Remember that it’s important to keep the
lines of communication open. When important
participants are left out of the process, they
may find it difficult to support the outcome.
One of the first issues you’ll want to
discuss is whether any members of the family
are interested in taking over the business.
If your children are interested, most family
business experts agree that your offspring should
work for someone else first. The experience
they gain can provide valuable training and
give them a truer sense of whether they really
want to run the family business.
CHOOSING
A SUCCESSFUL SUCCESSOR
Think
long and hard about what qualities the ideal
successor should have. Whether the candidates
are within or outside the family, the formula
for choosing your successor is the same –
select the person most capable of managing and
growing the business and its profits.
While
this is good business advice, family business
owners often are understandably reluctant to
choose from among their children. While there
are exceptions, bear in mind that having more
than one successor sharing the ownership and
management of the business seldom works. Ultimately,
one successor should be chosen to run the company.

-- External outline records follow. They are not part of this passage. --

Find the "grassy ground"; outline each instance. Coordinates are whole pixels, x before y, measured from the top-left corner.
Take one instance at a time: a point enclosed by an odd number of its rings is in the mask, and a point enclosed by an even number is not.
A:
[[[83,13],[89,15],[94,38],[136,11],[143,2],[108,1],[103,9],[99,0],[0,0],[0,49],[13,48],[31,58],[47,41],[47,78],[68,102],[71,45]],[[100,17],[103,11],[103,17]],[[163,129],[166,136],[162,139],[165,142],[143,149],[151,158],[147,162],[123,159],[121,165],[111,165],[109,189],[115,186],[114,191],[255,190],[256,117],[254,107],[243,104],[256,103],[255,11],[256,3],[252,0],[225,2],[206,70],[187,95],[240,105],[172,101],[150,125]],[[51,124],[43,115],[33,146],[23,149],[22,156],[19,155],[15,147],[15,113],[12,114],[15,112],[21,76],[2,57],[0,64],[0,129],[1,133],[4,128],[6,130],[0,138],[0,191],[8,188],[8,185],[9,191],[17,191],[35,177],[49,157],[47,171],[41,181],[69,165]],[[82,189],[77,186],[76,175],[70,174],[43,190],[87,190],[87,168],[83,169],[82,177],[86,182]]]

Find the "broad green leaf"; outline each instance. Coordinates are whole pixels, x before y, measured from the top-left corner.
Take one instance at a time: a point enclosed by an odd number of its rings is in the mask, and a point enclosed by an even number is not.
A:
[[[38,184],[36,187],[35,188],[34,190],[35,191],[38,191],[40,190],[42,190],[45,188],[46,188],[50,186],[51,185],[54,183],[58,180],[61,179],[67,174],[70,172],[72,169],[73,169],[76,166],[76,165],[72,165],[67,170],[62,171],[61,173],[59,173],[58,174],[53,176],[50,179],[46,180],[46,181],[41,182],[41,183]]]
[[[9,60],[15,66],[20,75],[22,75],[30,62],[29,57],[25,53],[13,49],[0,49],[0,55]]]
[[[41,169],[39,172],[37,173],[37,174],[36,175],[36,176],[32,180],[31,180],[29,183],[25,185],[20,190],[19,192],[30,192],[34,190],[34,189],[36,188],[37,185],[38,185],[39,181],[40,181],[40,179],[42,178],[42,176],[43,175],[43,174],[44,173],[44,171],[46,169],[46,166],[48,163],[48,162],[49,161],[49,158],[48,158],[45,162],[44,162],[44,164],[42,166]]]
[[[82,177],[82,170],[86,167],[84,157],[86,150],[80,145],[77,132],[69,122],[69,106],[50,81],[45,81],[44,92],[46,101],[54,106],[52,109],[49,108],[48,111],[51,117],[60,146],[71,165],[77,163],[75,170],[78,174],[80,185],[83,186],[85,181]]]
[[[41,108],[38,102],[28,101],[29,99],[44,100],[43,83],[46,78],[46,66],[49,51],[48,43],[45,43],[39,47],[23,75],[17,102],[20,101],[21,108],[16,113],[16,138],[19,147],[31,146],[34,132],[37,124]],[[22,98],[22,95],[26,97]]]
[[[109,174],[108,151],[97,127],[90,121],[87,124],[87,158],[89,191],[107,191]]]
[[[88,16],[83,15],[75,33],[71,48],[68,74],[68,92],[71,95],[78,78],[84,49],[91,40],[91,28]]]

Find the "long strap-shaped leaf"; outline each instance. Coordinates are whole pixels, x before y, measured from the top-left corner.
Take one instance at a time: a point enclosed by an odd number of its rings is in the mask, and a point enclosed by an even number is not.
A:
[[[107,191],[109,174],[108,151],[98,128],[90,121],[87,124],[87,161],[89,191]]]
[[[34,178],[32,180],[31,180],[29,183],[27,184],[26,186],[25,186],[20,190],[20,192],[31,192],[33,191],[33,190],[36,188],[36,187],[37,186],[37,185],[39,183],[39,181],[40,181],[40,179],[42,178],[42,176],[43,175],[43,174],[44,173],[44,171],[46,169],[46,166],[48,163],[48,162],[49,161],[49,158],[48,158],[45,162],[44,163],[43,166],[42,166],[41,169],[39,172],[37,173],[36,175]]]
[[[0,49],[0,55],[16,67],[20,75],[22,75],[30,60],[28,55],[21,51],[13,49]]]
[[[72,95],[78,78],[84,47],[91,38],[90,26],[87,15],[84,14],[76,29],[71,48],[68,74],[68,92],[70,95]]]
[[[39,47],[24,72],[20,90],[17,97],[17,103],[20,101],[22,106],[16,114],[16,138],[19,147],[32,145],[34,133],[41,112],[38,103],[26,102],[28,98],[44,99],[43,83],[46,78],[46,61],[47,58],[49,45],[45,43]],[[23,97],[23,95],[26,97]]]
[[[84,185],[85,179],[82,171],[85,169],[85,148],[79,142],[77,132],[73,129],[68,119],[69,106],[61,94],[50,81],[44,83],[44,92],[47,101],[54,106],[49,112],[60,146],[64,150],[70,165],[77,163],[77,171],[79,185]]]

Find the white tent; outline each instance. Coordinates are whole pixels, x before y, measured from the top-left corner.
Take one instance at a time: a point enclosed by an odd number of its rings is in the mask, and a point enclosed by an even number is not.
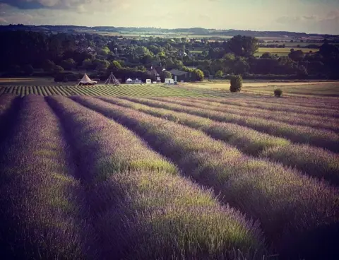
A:
[[[80,82],[78,83],[77,85],[94,85],[95,83],[97,83],[97,81],[92,81],[89,77],[88,76],[87,76],[86,73],[85,73],[85,75],[83,75],[83,78],[81,79],[81,81],[80,81]]]
[[[120,85],[119,81],[113,75],[113,72],[111,72],[111,75],[108,77],[107,80],[105,83],[105,85]]]

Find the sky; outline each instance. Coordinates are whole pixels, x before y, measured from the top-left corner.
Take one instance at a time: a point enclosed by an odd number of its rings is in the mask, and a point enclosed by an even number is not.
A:
[[[0,0],[10,23],[339,35],[339,0]]]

Others who are interested can have a role, but
you need a single leader at the helm. In the
interest of fairness, you can use other means
to provide an inheritance to children who are
not involved in the business.
TRAIN
AND COACH YOUR SUCCESSOR
Once
a successor is chosen, the next step is to assess
the development needs of the candidate and devise
a plan to address them. By choosing a successor
well in advance of the transition, you will
have the benefit of training and coaching your
successor over a period of years. Encourage
him or her to build relationships with employees,
vendors, and customers. Along the way, evaluate
his or her commitment, business acumen, and
leadership skills. Be sure to allow sufficient
time for development, but don’t wait too
long to give true responsibility and authority
to the potential candidate. When you think your
successor is ready, consider taking a long vacation
to allow him or her to experience being fully
in charge.
WORK
WITH A CPA
There
are a variety of financial strategies that can
be used to transfer your family business to
your successors. Alternatives to an outright
sale of the business include installment sales,
combination gift/sales, buy/sell agreements,
or annual gifting.
This
is a complex area with serious tax and financial
implications. A CPA skilled in family business
issues can help you determine the best method
to transfer your business and guide you through
the succession process.
PUBLIC
SERVICE ANNOUNCEMENT
PLANNING FOR THE FUTURE OF YOUR FAMILY BUSINESS
Approximate Length: 60 seconds
You
can’t guarantee that your family business
will be successful after you leave the helm,
but you can put a plan in place to ensure that
the person succeeding you has the skills and
potential to keep your business thriving. The
New York State Society of CPAs recommends that
family business owners develop a succession
plan five to ten years before any planned departure
to ensure a smooth transition. That plan begins
with an assessment of the capabilities of your
children and other candidates interested in
leading the company. It is best to have one,
clearly distinguished leader at the helm. If
there is competition, involve others you trust
in the selection process, such as your CPA,
to help you remain objective. Once you have
identified a successor, focus on training him
or her, ensuring that you address any areas
of weakness.
There
are a variety of financial strategies that can
be used to transfer your family business to
your successors.
This
is a complex area with serious tax and financial
implications. A CPA skilled in family business
issues can help you determine the best method
and guide you through the succession process.